The other day, my exhausted wife the professor came home from the university, late again, and collapsed into a chair. After sipping some liquid — and not non-alcoholic — refreshment, she asked, “Why can’t they remember anything? Why can’t they remember to open their mouths?” Now… my wife is a professor of voice and opera, and she teaches singers. One of the very basic rules behind singing is very simple: open your your mouth. It’s difficult to project sound with your mouth closed or barely open, especially if you’re trying to sing opera.

It’s a basic, very fundamental, point. And it’s not just my wife. Last week, I heard another voice instructor complaining about the same thing. So why is it that these young students, who love nothing more than to open their mouths to use their cellphones, won’t do so when they’re supposed to? And this is after months, if not years, of instruction.

Unfortunately, it goes beyond that. A good third of the students in her literature and diction class tend to forget when assignments are due… or ask in class, “When is that due?” Of course, they got a syllabus with all their assignments on the first day of class, and one page even listed the “important dates.” So… not only can they not remember, but apparently many of them can’t read, either, or they can’t remember what they read. My own suspicion is that they can’t remember because they can’t concentrate and weren’t really listening. Or they immediately lost their syllabus.
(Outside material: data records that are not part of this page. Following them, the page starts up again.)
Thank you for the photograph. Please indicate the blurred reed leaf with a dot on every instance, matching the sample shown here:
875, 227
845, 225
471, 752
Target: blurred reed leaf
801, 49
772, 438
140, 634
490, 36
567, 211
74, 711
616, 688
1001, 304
There’s been much debate over the past year about the problems of so-called multi-tasking and how all tasks are done poorly when people attempt to do more than one at a time. Ask any good voice teacher about it. They can testify to the problem. Most undergraduate students can’t handle remembering words, music, and keeping their mouth open at the same time until they’ve had several years of training… if then. Given this, why, exactly, do we as a society think that these same individuals are able to handle automobiles and cellphones simultaneously?

For several years, I taught writing and literature courses on the college level. I occasionally still do, and I learned early on that a considerable proportion of students don’t truly listen unless threatened with pain, i.e., tests, lowered grades, or embarrassment. Even then, the results are mixed. They all want good grades, and the better jobs that tend to follow higher education, but it’s apparently a real chore to remember the little things that comprise good grammar, such as the fact that adverbs aren’t conjunctions, or that independent clauses can’t be joined just by commas, or that spell-checkers don’t pick out wrong word choices spelled correctly… or that plagiarism has some very nasty consequences.

But they don’t have much trouble remembering idiotic lyrics sung off-key by models pretending to be singers… or the rules and strategies for a dozen video games. And why is it that so many teenagers and young adults, when corrected, immediately say, “I know.” If they know so much, why are so much repetition and reminding required?

And this is the generation that so many pundits have claimed will save the world from the sins of the baby-boomers?